Ok. I see that this eventually calls show_state_filter(0), where we call
sched_show_task() for every task.

> > We pin the task's stack via try_get_task_stack(), so this cannot be unmapped
> > while we walk it. In unwind_frame() we check that the frame record falls
> > entirely within the task's stack. So AFAICT, we cannot crash the kernel here,
> > though the backtrace may be misleading (and we could potentially get stuck in
> > an infinite loop).
> You are right, I have checked the code and it seems that the check for
> fp in unwind_frame() is strong enough to handle the case which stack
> being changed due to task running. And as you mentioned, if
> unfortunately fp is point to the address of itself, the unwind will be
> an infinite loop, but it is a very small probability event, so we can
> ignore this, is that right?

I think that it would be preferable to try to avoid the inifinite loop
case. We could hit that by accident if we're tracing a live task.

It's a little tricky to ensure that we don't loop, since we can have
traces that span several stacks, e.g. overflow -> irq -> task, so we
need to know where the last frame was, and we need to defnie a strict
order for stack nesting.

> > > To avoid this case, do not dump the backtrace of the tasks which are
> > > running on other cores.
> > > This patch cannot solve the issue completely but can shrink the window of
> > > race condition.
> > 
> > > @@ -113,6 +113,9 @@ void dump_backtrace(struct pt_regs *regs, struct task_struct *tsk)
> > >  	if (tsk == current) {
> > >  		frame.fp = (unsigned long)__builtin_frame_address(0);
> > >  		frame.pc = (unsigned long)dump_backtrace;
> > > +	else if (tsk->state == TASK_RUNNING) {
> > > +		pr_notice("Do not dump other running tasks\n");
> > > +		return;
> > 
> > As you note, if we can race with the task being scheduled, this doesn't help.
> > 
> > Can we rule this out at a higher level?
> > Thanks,
> > Mark.
> Actually, according to my previous understanding, the low level function
> should be transparent to callers and should provide the right result and
> handle some unexpected cases, which means that if the result may be
> misleading, we should drop it. That is why I bypass all TASK_RUNNING
> tasks. I am not sure if this understanding is reasonable for this case.
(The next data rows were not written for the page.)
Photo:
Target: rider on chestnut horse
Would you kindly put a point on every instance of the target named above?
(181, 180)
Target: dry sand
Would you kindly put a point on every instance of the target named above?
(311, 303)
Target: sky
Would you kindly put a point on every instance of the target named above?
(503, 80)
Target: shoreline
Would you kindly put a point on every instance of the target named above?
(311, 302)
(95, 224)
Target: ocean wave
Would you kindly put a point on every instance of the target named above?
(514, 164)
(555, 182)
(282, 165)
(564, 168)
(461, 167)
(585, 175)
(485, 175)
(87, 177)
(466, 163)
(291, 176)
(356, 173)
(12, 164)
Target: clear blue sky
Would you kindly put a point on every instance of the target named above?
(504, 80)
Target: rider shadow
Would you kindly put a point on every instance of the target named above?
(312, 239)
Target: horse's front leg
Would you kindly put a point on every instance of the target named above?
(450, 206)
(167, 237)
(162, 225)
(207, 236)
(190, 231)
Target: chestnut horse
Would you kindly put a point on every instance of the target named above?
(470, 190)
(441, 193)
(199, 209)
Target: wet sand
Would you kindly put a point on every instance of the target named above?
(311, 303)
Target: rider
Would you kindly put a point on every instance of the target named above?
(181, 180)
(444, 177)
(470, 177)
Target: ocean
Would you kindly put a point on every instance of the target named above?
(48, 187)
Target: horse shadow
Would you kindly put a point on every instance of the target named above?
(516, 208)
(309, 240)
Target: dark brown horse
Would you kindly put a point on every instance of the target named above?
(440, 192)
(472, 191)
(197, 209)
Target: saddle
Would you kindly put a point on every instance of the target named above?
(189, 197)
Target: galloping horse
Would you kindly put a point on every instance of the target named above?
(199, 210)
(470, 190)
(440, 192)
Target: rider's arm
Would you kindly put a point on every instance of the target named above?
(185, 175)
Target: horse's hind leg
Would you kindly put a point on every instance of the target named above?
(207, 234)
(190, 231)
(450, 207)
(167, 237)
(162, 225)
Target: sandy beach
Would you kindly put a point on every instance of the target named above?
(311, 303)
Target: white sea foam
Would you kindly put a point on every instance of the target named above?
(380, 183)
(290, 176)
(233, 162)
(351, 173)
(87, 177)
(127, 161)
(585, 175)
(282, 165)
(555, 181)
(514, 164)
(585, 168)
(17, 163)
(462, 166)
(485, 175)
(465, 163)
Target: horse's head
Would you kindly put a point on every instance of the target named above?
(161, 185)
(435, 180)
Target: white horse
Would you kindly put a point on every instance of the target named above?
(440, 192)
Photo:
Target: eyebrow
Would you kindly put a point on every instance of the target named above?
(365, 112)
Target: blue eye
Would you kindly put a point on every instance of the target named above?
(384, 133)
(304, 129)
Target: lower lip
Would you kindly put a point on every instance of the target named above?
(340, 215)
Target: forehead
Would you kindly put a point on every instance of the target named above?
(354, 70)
Given that this can change under our feet, I think this only provides a
false sense of security and complicates the code.

> And as you mentioned that rule this out at a higher level, is there any
> suggestions, handle this in the caller of show_stack()?

Unfortunately, it doesn't look like we can do this in general given
cases like sysrq-t.

Thanks,
Mark.